Le kha-kan avait ainsi tendu ses rets, lorsque Héraclius, sur la nouvelle de son approche, quitta Sélymbrie, passa la longue muraille et s'avança à sa rencontre. Il marchait sans défiance, monté sur un cheval de parade, avec la couronne impériale au front et le manteau de pourpre sur les épaules[126], quand des paysans, à qui les mouvements des Avars du côté du long mur n'avaient point échappé, se firent jour à travers son entourage de gardes et de fonctionnaires, et lui racontant ce qu'ils avaient vu, l'avertirent de songer à lui. Il était temps, car déjà la troupe du kha-kan paraissait à l'horizon dans une attitude qui n'était rien moins que pacifique.

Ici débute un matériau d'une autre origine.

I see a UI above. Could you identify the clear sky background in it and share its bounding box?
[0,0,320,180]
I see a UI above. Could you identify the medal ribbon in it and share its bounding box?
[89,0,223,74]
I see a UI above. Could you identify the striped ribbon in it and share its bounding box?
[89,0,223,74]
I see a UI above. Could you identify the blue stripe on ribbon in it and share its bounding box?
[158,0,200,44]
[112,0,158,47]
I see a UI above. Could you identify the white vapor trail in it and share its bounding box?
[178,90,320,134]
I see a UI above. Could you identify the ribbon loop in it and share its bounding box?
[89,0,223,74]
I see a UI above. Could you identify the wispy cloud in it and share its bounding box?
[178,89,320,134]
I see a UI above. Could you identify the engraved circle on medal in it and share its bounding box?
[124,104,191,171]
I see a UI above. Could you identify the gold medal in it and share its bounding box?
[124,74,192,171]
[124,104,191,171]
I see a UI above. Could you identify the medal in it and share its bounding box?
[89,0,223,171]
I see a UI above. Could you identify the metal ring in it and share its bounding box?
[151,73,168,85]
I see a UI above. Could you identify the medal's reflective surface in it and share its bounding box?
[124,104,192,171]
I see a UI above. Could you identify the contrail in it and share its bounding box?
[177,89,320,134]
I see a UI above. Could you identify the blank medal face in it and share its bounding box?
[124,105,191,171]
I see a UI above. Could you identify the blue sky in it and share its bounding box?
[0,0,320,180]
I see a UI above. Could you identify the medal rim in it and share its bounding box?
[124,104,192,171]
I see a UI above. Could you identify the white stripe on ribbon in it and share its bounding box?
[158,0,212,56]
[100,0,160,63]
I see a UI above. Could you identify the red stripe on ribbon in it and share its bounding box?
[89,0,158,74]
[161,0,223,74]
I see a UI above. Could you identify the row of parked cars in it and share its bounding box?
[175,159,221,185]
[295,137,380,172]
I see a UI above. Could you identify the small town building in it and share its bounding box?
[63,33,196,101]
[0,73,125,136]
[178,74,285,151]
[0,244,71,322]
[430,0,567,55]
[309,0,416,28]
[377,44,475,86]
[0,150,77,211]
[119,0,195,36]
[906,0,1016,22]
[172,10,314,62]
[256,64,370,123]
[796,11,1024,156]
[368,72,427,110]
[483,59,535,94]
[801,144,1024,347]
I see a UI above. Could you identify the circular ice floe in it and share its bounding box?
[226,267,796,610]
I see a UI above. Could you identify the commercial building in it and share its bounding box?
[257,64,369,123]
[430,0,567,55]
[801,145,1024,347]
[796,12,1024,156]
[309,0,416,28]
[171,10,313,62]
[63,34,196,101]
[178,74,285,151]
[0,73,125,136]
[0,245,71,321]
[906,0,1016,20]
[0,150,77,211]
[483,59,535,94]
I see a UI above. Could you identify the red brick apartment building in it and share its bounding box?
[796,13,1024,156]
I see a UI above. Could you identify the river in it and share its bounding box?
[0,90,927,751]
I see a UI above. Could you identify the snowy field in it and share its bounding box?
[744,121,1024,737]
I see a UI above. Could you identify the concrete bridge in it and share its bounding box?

Sauter de cheval aussitôt, jeter bas le manteau qui l'eût fait reconnaître, ôter de sa tête la couronne, qu'il passa à son bras gauche, et s'enfuir à toute vitesse sur la monture et sous la casaque d'un paysan, ce fut une affaire aisée pour un homme habitué comme Héraclius à la prompte décision et à l'action rapide du soldat[127]. Tandis qu'il s'éloignait à bride abattue, la troupe du kha-kan arrivait de même, et il put entendre les premiers cris de son escorte, sur laquelle les Barbares fondaient à grands coups de lances. Ce fut bientôt du côté des Romains un sauve-qui-peut général. L'empereur, qui avait de l'avance, parvint à gagner la longue muraille, qu'il franchit sans beaucoup de peine à la faveur de son déguisement et par des sentiers qu'il connaissait; mais ses bagages furent pillés, l'attirail scénique enlevé, les fonctionnaires dépouillés et mis aux fers[128]. Le kha-kan demandait instamment qu'on lui amenât l'empereur: on ne put lui livrer que le manteau de pourpre[129] ramassé à terre et tout souillé de boue; il vit alors que son coup était manqué. Une chance lui restait, celle d'arriver assez promptement à Constantinople pour en trouver l'entrée sans défense, et quoique l'évasion de l'empereur lui laissât bien des doutes à ce sujet, il commanda à ses cavaliers, qui pillaient, de se rallier et de le suivre vers ce grand rempart, où ils devaient rejoindre leurs compagnons. Cet événement se passa le samedi 16 juillet de l'année 616.
[Note 126: ][(retour) ] Cum regia magnificentia et comitatu... Zonar., t. II, p. 82.
[Note 127: ][(retour) ] Inopinata re nec mediocriter perculsus, purpuram exuit, ac vili detritoque habitu, quo privatus esse videretur, indutus, et coronam regiam cubito alligans... Niceph., p. 10, et seqq.